History consists of a series of accumulated imaginative inventions.
Voltaire
History is always written wrong, and so always needs to be rewritten.
George Santayana
I don’t propose to give any credence to the full gist of Polly Toynbee’s ridiculous article, but there are a couple of points I would want to make. Firstly, I disagree with my MP, John Spellar, on many, many issues. However, his loathing for the Lib Dems is one of his plus points, and I’m pleased to see that he still reserves more bile for them than he does for the Labour left.

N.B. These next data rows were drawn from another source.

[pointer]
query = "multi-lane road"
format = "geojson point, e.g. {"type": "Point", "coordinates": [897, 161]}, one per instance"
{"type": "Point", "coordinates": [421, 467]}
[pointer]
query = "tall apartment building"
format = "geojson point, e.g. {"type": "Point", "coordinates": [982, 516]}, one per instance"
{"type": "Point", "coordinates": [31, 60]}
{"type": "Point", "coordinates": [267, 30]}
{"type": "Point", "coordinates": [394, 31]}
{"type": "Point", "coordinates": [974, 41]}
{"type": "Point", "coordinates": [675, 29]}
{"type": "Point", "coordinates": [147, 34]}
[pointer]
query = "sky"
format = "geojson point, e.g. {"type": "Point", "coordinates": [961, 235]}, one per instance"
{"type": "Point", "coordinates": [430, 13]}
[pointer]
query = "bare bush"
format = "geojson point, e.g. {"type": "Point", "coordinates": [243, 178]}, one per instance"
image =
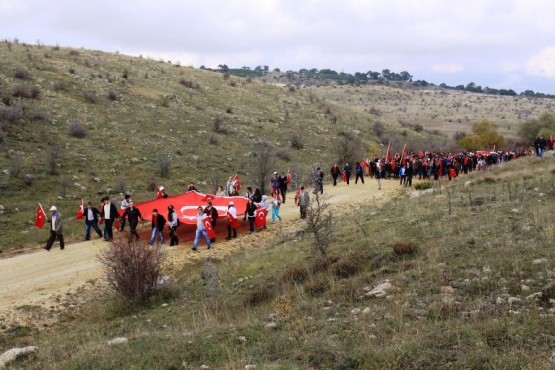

The second point is the throwaway remark by Toynbee at the start of the article that “in 1981, despairing of the ability of the leadership of Michael Foot to halt the Bennites' wrecking tactics and the many Militant coups, the Gang of Four - Roy Jenkins, David Owen, Shirley Williams and Bill Rodgers - split away to offer a better social-democratic challenge to Margaret Thatcher.” There you are, that was the reason, they had a “social democratic vision” and wanted to stop the left wrecking the Party they loved (or should that be controlled).
Did they? What were these ‘Bennite wrecking tactics’? Oh yes, I remember, they were about democracy in the Labour Party. Following the defeat in the 1979 General Election the Party in the country became embroiled in an intense debate about how the Party was run. These constitutional arguments centred around extending the franchise for the election of Leader and Deputy Leader rather than just MPs having a vote, mandatory reselection of MPs to try to ensure accountability (before this ‘wrecking’ measure was introduced an MP in a safe Labour seat held the job for life as long as s/he could sweet talk a couple of dozen people on the General Management Committee) and allowing the Party NEC control over the election manifesto (both Wilson and Callaghan claimed they had a personal veto over elements in the manifesto that they did not support.
Now, there is a valid argument about how New Labour has been successful in reclaiming the power of the leadership over the Party, but the fact that a number of right-leaning Labour MPs around David Owen, Roy Jenkins, Shirley Poppins and Bill Rogers decided to throw their rattle out of the pram because they may be held accountable to the wider Party, can be continually dressed up as “wrecking tactics” by their opponents is just utter rubbish. The reality is the founders of the Social Democrat Party formed their own organisation because they were frightened of …. Democracy.